Every year, Move Minneapolis hosts the Transportation Summit as an opportunity for residents, commuters, employers, and advocates to share space and push the transportation narrative forward. While most of Move Minneapolis’ work focuses on your commute today, this event explores big topics in transportation on a local and national scale. Past Transportation Summits have included explorations of mobility justice and the impacts of urban highways; this year’s topic was Envisioning Downtown Streets That Prioritize People.
New this year, the Summit was developed in a workshop style focusing on attendee engagement rather than education.
Overview and Examples of Spaces that Prioritize People
The Summit was curated to equip attendees new to the transportation conversation with a toolkit of new frameworks to analyze their own transportation decisions. Intentionally, this event explored streets as public space beyond a specific infrastructure project’s scope or budget. Our goal was to create a blank canvas and equip attendees with the tools to lean into vulnerable questions about the public realm before they are faced with the question affecting their own back yard.
“Knock down walls of exclusion and build accessible pathways to success, and everyone gains.” – Angela Glover Blackwell
The Move team shared concepts to such as The Curb-Cut Effect as grounding in people-centered urban planning, provided a broad overview of transportation decisions that built our current context and closed with examples of recent projects completed both locally and nationally.
Examples of Minneapolis’ transportation context:
Examples of local projects shown:
Panel Discussion
The Summit hosted an interdisciplinary panel of local experts featuring:
- Lesley Kandaras – General Manager, Metro Transit
- Joo Hee Pomplun – Executive Director, The Alliance
- Kyle Shelton – Director, Center for Transportation Studies
- Neil Reardon – Vice President, ESG Architecture & Design
- Ben Shardlow – Director of Urban Design, Downtown Council (moderator)
Watch the Panel Recording:
Panel Highlights:
How do you envision the types of trips people take on downtown streets changing in the future?
“It’s not just workers and it’s not just people coming for activities in the evening because if those are the two populations we target, the built environment is very different from.. getting any one of our neighbors from throughout the city to come and see themselves here.. that is just as much about how they get here and travel through here as it is what’s here.” – Kyle Shelton
How do changes in traffic volumes and patterns create opportunities to rebalance transportation in our right of ways?
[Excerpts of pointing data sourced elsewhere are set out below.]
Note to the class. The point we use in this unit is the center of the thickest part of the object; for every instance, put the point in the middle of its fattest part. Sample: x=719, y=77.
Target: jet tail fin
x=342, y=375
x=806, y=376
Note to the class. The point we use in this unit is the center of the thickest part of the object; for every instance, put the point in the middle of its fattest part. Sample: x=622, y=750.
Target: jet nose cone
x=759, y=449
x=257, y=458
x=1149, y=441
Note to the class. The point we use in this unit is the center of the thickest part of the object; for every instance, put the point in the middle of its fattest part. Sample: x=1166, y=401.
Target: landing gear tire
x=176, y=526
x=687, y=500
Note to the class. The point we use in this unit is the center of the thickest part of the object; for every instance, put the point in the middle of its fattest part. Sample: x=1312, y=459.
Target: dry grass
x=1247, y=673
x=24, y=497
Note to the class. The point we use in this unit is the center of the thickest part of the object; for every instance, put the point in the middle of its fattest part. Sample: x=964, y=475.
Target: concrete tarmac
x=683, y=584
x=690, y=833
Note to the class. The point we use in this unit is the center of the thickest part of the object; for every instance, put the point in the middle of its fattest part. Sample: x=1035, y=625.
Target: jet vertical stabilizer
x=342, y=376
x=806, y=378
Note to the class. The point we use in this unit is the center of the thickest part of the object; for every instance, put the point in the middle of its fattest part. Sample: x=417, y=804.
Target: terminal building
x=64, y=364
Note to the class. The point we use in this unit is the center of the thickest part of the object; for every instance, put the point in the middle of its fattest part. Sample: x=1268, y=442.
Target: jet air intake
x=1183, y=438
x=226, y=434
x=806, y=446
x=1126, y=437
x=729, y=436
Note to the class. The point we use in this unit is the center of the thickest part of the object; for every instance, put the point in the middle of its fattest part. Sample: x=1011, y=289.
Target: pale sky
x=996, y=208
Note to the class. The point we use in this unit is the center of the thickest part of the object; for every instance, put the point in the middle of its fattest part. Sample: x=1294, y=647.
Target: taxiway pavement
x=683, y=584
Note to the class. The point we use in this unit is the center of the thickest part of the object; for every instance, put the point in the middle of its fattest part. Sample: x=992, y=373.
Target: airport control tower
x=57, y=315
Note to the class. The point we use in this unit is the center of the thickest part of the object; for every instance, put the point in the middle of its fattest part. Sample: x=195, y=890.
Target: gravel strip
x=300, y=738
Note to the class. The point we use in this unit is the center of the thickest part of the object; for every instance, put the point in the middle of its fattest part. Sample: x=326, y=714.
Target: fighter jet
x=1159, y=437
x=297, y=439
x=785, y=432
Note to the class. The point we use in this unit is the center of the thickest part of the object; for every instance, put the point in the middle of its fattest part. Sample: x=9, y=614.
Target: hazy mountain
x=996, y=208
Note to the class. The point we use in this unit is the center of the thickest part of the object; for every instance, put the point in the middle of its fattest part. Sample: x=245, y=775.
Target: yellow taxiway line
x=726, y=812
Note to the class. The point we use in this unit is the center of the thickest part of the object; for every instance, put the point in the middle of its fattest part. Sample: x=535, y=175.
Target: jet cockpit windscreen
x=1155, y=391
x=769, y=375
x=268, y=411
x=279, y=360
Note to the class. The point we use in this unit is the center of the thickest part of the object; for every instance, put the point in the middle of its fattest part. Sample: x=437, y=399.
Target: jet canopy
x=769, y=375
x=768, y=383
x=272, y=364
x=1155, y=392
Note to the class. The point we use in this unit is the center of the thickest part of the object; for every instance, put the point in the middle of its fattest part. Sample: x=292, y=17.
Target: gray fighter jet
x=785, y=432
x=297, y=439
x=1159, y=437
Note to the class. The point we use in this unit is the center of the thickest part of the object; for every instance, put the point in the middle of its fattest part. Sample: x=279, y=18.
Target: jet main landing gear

“Mature trees, give them a chance to live, keep the salt out of them out of the soil and give them a chance to create an urban tree canopy on a downtown street. Maybe our streets are still one ways, but there’s one less lane and there’s mature trees on both sides.” – Neil Reardon
What barriers exist to achieving a more walkable downtown?
“Many transit trips start with somebody walking there, using a mobility device there.. walking is also critical to the success of transit. Certainly, when we talked with customers, it intercepts with perceptions of safety.. some of that can be addressed with well lit areas and being really mindful of those types of improvements.” – Lesley Kandaras
In your experience, what do people tend to misunderstand about this topic?
“What I think is really important as you think about downtown, as you think about transportation, transit, mobility, one of the import things about the scorecard tool is that it forces a person to think comprehensively about the communities we’re building and designing. Transportation and transit can’t be successful without the people. We have to have a concentration of people that are going to use it.. we need to be thinking about housing and the affordability, who can live along transit lines so that they can get to places.. the types of jobs people need to get to.. we need to think about climate sustainability, that equilibrium, how are we caring for our land.. we need to be thinking about empowering communities to be their best selves, to see themselves as a part of the community.” – Joo Hee Pomplun
Facilitated Workshop
Closing with a majority of the day, I Act Co facilitated an art-based approach to envisioning public space. Facilitators Heidi and Adel guided attendees through a travel privilege diagnostic, rotating small group discussions on individual experiences and finally got hands on with artistic visions of streets designed to prioritize people.